Foto do casamento de Cliff Slaughter e Barbara Bennett (outubro de 1950)

Depois de se formar em Cambridge, Cliff Slaughter e Barbara se mudaram para Leeds. Slaughter conseguiu um cargo na Universidade de Leeds para fazer pesquisas, em colaboração com seus colegas Norman Dennis e Fernando Henriques, em uma única comunidade de mineração de Yorkshire. Como parte de sua pesquisa, Slaughter e Dennis trabalharam em uma mina de carvão local por vários meses.

Com base em sua pesquisa, Slaughter, Dennis e Henriques escreveram um livro, Coal Is Our Life (Carvão é nossa vida), que continua sendo um texto de referência em sociologia utilizado nas universidades britânicas.

Bárbara Slaughter lembra que o jovem Slaughter se focou intensamente em questões políticas e culturais. Além de sua pesquisa acadêmica e estudos políticos, Slaughter tinha um amplo conhecimento da literatura inglesa e francesa. Ele apresentou a Barbara os romances de Stendhal, Flaubert e Zola. Comprometido com a luta pelo socialismo, Slaughter, nessa fase de sua vida, não demonstrou interesse pelas formas convencionais de sucesso pessoal.

Cliff e Barbara Slaughter com sua filha

Embora ativo no Partido Comunista, Slaughter considerou a orientação reformista elaborada no programa de 1951, “The British Road to Socialism” (“O caminho britânico para o socialismo”), difícil de conciliar com a teoria marxista do Estado. Ele também ficou espantado com o fato de os membros do Partido Comunista aceitarem os pronunciamentos de Stalin como irrefutáveis, sem fazer qualquer pergunta. Tudo o que o ditador soviético dizia ou escrevia, mesmo em assuntos sobre os quais obviamente não tinha conhecimento e competência, era aceito como evangelho.

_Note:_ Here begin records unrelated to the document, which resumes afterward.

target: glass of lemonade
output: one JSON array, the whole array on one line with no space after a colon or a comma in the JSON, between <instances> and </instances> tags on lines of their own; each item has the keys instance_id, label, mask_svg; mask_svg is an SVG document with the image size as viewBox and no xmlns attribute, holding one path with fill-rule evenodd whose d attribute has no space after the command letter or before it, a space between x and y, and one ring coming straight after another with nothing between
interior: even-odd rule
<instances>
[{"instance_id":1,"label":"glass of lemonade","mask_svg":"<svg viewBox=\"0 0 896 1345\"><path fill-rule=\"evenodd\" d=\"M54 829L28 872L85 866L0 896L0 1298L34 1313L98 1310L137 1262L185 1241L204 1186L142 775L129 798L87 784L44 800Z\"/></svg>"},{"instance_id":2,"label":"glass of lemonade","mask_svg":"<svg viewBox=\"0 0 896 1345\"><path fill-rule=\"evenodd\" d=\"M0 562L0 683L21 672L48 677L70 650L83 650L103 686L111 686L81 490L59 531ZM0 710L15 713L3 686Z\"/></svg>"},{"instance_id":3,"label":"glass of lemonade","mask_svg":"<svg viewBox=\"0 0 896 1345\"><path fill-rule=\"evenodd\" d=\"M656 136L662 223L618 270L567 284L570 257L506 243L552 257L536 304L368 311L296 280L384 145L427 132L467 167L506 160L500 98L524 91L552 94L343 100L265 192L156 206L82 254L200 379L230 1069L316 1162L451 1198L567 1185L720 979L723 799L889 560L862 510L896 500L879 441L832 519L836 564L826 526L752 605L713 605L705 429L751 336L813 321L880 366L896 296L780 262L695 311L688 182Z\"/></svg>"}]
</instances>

Barbara Slaughter descreveu as circunstâncias que a levaram a ingressar no Partido Comunista e a suas experiências no movimento stalinista:

Entrei na política há 63 anos quando ingressei no Partido Comunista em 1945, aos 18 anos, no momento em que a Segunda Guerra Mundial estava chegando ao fim. Tendo testemunhado quando criança os sofrimentos da classe trabalhadora, incluindo da minha própria família, durante os anos 1930 e os terríveis acontecimentos da Guerra Civil Espanhola e depois da Segunda Guerra Mundial, eu, como milhões de outras pessoas, estava convencida de que não haveria um retorno à era pré-guerra. O Partido Comunista ganhou um enorme prestígio por causa do heroísmo da classe trabalhadora russa em sua defesa das conquistas da Revolução Russa na guerra, e eu, como milhares de outros, me juntei ao PC com a impressão equivocada de que era um partido revolucionário.

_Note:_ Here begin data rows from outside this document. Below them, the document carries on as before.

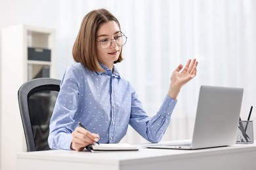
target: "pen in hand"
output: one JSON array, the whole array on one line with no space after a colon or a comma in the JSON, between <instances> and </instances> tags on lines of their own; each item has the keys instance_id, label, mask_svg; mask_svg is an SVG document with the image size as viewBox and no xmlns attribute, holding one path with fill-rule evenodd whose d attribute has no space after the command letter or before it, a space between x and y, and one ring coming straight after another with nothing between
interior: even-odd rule
<instances>
[{"instance_id":1,"label":"pen in hand","mask_svg":"<svg viewBox=\"0 0 256 170\"><path fill-rule=\"evenodd\" d=\"M79 125L80 127L81 127L81 128L83 128L83 129L85 129L87 130L87 129L85 128L85 127L83 126L83 125L81 122L78 122L78 124ZM96 143L96 144L100 144L98 142L95 142L95 143Z\"/></svg>"}]
</instances>

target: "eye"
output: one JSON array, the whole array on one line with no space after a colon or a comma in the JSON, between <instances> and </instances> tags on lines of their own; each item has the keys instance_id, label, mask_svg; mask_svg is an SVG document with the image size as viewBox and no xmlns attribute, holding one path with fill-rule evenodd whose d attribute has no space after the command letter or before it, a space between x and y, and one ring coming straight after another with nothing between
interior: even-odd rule
<instances>
[{"instance_id":1,"label":"eye","mask_svg":"<svg viewBox=\"0 0 256 170\"><path fill-rule=\"evenodd\" d=\"M104 39L100 40L100 41L102 42L108 42L108 40L109 40L109 39Z\"/></svg>"},{"instance_id":2,"label":"eye","mask_svg":"<svg viewBox=\"0 0 256 170\"><path fill-rule=\"evenodd\" d=\"M116 40L118 40L118 39L121 39L121 35L118 35L118 36L116 36L116 37L114 37L114 39L116 39Z\"/></svg>"}]
</instances>

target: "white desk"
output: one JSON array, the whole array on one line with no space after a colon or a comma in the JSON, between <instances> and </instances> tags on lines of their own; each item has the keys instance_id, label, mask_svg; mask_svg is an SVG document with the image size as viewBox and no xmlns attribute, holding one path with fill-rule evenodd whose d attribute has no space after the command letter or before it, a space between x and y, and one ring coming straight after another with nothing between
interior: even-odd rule
<instances>
[{"instance_id":1,"label":"white desk","mask_svg":"<svg viewBox=\"0 0 256 170\"><path fill-rule=\"evenodd\" d=\"M48 150L17 154L17 169L256 169L256 144L196 150Z\"/></svg>"}]
</instances>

Durante os 11 anos seguintes, recebi uma má formação sistemática. Eu não tinha absolutamente nenhum conhecimento das lutas da Oposição de Esquerda e da Quarta Internacional. Na verdade, os trotskistas foram descritos como uma espécie de encarnação do mal, “piores que os fascistas”. Não posso dizer que tenha realmente questionado isso, mas não demorei muito para perceber que o PC estava longe de ser um partido revolucionário. Mas eu não via alternativa. [5]

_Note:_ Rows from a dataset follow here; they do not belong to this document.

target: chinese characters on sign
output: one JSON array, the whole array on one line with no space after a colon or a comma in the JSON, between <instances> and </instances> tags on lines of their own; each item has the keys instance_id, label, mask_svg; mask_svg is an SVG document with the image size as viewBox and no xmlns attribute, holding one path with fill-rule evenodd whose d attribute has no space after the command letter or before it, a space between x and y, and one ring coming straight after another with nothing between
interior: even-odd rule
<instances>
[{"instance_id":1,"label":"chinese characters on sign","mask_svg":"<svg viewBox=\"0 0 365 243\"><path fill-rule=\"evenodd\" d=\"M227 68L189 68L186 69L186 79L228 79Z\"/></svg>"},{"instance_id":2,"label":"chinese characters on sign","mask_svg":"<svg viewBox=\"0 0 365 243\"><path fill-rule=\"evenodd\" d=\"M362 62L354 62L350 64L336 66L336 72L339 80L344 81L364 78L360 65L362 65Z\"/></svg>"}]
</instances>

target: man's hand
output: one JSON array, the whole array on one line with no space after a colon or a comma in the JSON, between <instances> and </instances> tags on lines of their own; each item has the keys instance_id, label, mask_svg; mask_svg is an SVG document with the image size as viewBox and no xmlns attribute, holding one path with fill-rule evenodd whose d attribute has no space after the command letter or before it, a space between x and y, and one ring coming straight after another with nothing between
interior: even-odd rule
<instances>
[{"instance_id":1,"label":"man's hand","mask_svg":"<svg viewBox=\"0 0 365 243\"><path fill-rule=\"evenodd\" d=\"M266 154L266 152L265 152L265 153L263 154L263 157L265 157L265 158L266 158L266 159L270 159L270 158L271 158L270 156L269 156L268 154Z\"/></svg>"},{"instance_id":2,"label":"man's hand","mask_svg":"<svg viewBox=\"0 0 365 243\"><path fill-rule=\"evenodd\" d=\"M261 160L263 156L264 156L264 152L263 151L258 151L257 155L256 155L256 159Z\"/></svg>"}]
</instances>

Cliff Slaughter com sua filha no início dos anos 1950

O “discurso secreto” de Khrushchev

Independentemente das dúvidas que Cliff e Barbara Slaughter tiveram sobre o curso político do Partido Comunista britânico, sua ruptura com o stalinismo e sua virada para o trotskismo foram uma resposta à crise que eclodiu no movimento stalinista mundial em 1956. Em 25 de fevereiro de 1956, quase exatamente três anos após a morte de Stalin, Nikita Khrushchev, o novo líder do partido soviético e antigo braço direito do ditador falecido, fez um “discurso secreto” de quatro horas no XX Congresso do Partido Comunista da União Soviética. Khrushchev leu para os delegados o Testamento, que havia muito tempo estava suprimido, no qual Lenin insistia na remoção de Stalin do cargo de secretário-geral.

Nikita Khrushchev faz seu “discurso secreto”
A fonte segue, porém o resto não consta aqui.